I didn’t meet Howard Thurman. He died two years and five days before I was born. And I don’t know if you noticed this, but I am white--and not even just a little bit. You might think that the spiritual father of the civil rights movement might not have much to say to me. But oh, how wrong you would be, for Howard Thurman is as close to me as my own heart, and his picture on my wall reminds me that though he is dead, he is not gone, for he is a part of that great cloud, holding me up on days when I need support, reminding me of God’s call on my life, not so that I will imitate he, or do the very things he did, but so that I am empowered to go forward in my own life, in my own context, to go forward in the world I live in now, working to alleviate injustice in all avenues of life—not just in the racial sphere in which Thurman worked, certainly that one, too, but in all avenues.
You know, I sometimes get frustrated when people act like all we’ve got to do is imitate Jesus, just be exactly like Jesus, and everything is going to be ok. I don’t know if you’ve ever been fully human and fully divine, but while I have some experience at being human, I have never been divine, and so I can never be exactly like Christ. I don’t think you’d appreciate me walking in with a whip of cords and turning over the tables, which is something Jesus did. We are not supposed to pretend to be exactly like Jesus. We are supposed to follow Jesus.
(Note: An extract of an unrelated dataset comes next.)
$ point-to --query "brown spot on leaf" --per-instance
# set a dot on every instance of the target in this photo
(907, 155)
And in this way, we are not called simply to imitate the saints that make up the great cloud of witnesses. There’s nothing in Hebrews that says we are supposed to be just like them, or do things exactly as they would have. And thank goodness, because nothing makes me feel more inadequate than trying to live up to that kind of pressure! I mean, just look at the list of people that the writer of Hebrews points to as examples. It is a Who’s Who of the heroes of the faith.
Rahab, Gideon, Barak, Samson, Jephthah, David, Samuel. It is quite a list!
Of course, Rahab was a prostitute, Gideon was plagued by doubt, Barak was a killer, Samson was vain, Jephthah sacrificed his daughter, David was an adulterer, and Samuel got what we all want—a direct call from God—and he didn’t even recognize the voice on the other end of the line.
Yes, they conquered kingdoms and shut the mouths of lions, but they are hardly the kinds of people you’d invite into your home or ask to look after your kids! If we were to imitate these people that the Bible holds up as the paragons of faith, we’d be in deep trouble.
You do not honor these people by behaving exactly like them. You rest on their legacies and move forward. Times are different, the world is different, the challenges are different and we are different. Since we are surrounded by so great a cloud of witnesses, let us also lay aside every weight and sin that clings so closely and let us run with perseverance the race that is set before US! Not some ancient marathon, but the race that is before us, now!
And, when the race leads us to grow weary, let us rest on this great cloud, comforted by the great promise of Christian faith that those who have passed do not leave, but they surround us still, they hold us up when we feel like crumpling onto the floor, for there is nothing—not death, nor life, nor anything else—that can separate us from the love of God. We are loved in that same place by all those who have come before, all those who bind together now, and all those who are to come, names that are familiar and those that are new, those who have been gone a long time and those who are here with us now.
May God continue to support us in this way, as we are surrounded, and may we live such that one day, when you and I are nothing but dust, we have so supported those who are to come that someone, somewhere can say about you, how pleased they must be to know the difference you feel they’ve made. You know, those are the kind of people the church does well to offer our world. May God be with you. Amen.